What was the synthetic thread of the diverse experience of the voyage? What was the deepest shared assumption between Ricketts the biologist and Steinbeck the novelist? Perhaps it is the same shared assumption between my brother the environmental scientist and me the priest of an ancient religion. Ricketts and Steinbeck both fundamentally agreed on a line from the poet William Blake to explain their shared passion. The line is this: “All that lives is holy.” All that lives is holy. Holiness is not simply a category for the faithful. It is a quality that is everywhere you look, in all living things. It grows and branches from the smallest living creatures to the animals of greater complexity, and we are all connected to the same holy source of life.
All that lives is holy.
I encourage you to kindle in yourself an active spirit and intellect that seeks knowledge in many fields, and also seeks to synthesize that knowledge into your own philosophy of life. And your own theology of God. The universe is too beautiful for only one way of seeing it.
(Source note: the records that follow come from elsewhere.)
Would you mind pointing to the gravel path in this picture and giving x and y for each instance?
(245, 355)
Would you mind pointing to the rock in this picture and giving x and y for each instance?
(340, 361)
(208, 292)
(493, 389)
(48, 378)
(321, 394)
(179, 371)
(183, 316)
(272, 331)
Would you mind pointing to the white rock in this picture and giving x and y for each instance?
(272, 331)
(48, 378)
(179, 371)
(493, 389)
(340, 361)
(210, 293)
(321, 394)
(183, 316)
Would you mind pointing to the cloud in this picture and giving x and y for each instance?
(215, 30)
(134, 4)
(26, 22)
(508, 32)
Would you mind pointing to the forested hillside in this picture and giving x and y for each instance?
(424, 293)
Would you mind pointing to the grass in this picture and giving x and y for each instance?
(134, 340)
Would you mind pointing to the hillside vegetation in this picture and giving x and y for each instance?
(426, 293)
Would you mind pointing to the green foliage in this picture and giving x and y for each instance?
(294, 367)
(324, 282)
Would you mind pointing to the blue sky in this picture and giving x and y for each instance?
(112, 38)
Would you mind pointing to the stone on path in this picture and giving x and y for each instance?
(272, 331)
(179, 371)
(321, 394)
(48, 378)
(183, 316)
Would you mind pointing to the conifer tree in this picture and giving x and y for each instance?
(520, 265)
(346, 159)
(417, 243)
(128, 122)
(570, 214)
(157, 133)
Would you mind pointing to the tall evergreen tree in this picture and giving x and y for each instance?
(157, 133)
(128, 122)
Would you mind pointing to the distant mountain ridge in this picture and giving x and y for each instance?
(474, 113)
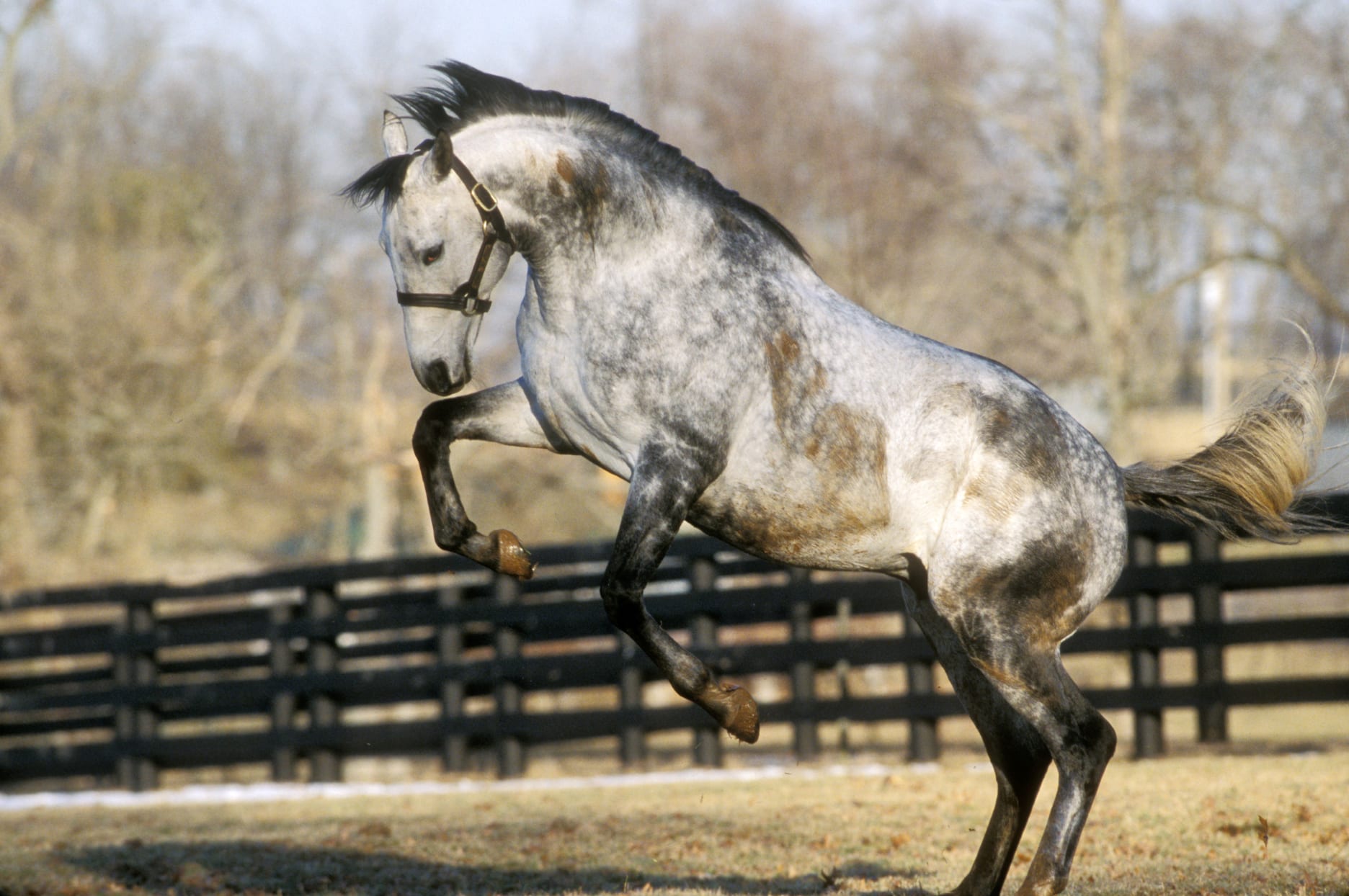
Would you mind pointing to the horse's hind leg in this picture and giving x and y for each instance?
(1027, 673)
(1016, 751)
(1082, 744)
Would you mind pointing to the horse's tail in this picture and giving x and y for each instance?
(1245, 483)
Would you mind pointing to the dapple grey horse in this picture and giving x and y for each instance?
(676, 334)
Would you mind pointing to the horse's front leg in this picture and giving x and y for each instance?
(665, 484)
(501, 414)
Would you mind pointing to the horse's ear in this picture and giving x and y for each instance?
(396, 138)
(442, 154)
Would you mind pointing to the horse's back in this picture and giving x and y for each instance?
(873, 448)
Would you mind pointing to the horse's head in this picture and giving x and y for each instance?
(440, 232)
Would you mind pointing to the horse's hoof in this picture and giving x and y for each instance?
(742, 721)
(510, 555)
I hope you will combine the many branches of knowledge and discovery into your own vision of the holiness of all creation, and then protect it with all your heart and strength and mind. These are the sacred places of knowledge where truth and beauty, the physical and the spiritual, have kissed each other. These are the places that give hope for humanity and our common future. I hope you have a good evening. Your technology awaits you. But so does Mother Earth, dear Mother Nature. This planet is a jewel. Take care of her always.